In brief, the idea is for all institutions of higher learning, regardless of size or mission, to contribute to a common centrally-managed fund which will disburse resources to publishers – societies, university presses, and others – to pay for the publication and preservation of research. Though there are many moving parts to this model, it’s designed to be a big-picture process for engaging institutions in supporting an open, transparent, sustainable, and durable infrastructure for scholarship. The first step is to model this infrastructure with early-adopter institutions and scholarly societies. Then, the OAN will encourage wide adoption by institutions, based on their size and taking into account contributions they have already made to open access through establishing repositories, supporting publishing, or investing in various open access projects such as Knowledge Unlatched, the Open Library of Humanities, and Lever Press.

Though institutions are currently used to taking a competitive stance, this collaborative support for openness should be attractive even in a self-interested way. Our graduates are currently shut out of the expensive resources that institutions provide to currently enrolled students at great expense. Wouldn't they be happier if that funding meant they had continual access? It should appeal to the public, which has lost faith in the competitive and costly way higher education works today.

The OAN doesn’t lack chutzpah. It hopes to recruit half of higher education institutions to pay into a common fund by 2018. Ambitious? Yes. But I can’t think of any other project that has thought through the entire landscape of scholarly publishing as thoroughly as OAN.

I suspect one reason Rebecca is able to see the big picture while working out the nitty-gritty details is that she has seen scholarly publishing from many angles. After a few years of teaching English courses at the college level, she became the managing editor of Cell and worked as a production manager at Blackwell. She worked for database companies (remember Silver Platter?) in the early days of making print research digital, and later became Director of Production at PLoS – a ground-breaking open access science publisher. More recently, she was Director of the Center for Digital Research and Scholarship at Columbia University. She knows scholarly publishing from many angles and is a dab hand at project management.  
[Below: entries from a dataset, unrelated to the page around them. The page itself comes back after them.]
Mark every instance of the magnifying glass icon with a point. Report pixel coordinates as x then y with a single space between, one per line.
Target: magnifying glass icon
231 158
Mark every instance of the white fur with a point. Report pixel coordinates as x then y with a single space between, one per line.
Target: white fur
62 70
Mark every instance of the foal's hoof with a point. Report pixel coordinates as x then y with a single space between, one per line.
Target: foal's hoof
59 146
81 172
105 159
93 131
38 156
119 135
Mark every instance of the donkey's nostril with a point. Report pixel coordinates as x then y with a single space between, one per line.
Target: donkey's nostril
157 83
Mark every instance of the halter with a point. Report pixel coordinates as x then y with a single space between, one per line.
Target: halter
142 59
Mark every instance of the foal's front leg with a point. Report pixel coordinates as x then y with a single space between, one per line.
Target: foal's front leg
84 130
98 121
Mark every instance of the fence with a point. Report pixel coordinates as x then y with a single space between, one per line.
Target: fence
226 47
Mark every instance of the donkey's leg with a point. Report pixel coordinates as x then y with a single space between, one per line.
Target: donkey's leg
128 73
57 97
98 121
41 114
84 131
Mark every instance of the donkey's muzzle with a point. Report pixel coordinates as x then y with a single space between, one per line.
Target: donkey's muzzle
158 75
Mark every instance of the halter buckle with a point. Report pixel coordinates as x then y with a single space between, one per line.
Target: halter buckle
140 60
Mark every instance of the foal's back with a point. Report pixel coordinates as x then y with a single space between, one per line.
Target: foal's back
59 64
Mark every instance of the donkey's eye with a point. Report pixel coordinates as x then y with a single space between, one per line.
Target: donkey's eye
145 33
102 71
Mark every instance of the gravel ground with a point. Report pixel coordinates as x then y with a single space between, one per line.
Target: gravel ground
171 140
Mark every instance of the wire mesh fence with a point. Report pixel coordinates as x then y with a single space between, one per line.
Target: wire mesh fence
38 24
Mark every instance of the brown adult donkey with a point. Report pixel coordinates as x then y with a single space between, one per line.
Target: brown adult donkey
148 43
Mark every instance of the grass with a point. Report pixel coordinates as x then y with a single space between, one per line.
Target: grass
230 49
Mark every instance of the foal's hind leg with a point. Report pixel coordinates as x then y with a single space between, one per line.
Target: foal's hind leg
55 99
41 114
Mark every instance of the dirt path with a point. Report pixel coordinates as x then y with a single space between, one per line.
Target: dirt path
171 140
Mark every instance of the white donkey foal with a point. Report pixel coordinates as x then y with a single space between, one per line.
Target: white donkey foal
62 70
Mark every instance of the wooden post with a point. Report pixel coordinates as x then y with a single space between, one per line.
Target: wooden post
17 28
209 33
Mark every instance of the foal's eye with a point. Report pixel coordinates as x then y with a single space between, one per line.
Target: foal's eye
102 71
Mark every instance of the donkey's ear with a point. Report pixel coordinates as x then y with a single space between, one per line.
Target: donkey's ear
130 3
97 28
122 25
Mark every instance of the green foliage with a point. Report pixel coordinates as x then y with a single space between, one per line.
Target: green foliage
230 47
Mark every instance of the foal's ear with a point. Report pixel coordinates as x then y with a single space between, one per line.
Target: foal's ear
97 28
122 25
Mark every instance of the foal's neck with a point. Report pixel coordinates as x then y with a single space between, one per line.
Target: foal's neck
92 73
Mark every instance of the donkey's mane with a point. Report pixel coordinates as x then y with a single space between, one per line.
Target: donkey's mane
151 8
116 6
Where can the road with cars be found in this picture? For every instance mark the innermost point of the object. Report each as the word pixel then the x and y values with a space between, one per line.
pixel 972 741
While this is a very large project to manage, it’s exciting to see such a big-picture attempt to build a new framework for a new way of communicating scholarship that will be open by default. It’s not realistic to assume that business as usual will go on. The OAN is thinking about the whole process, from creation and innovation of new publishing platforms to preservation of the record, working out a map for how to build and sustain new kinds of publishing that meet the needs of all stakeholders through collaboration and a commitment to openness. I’m impressed, and I hope it gathers a lot of support in coming years.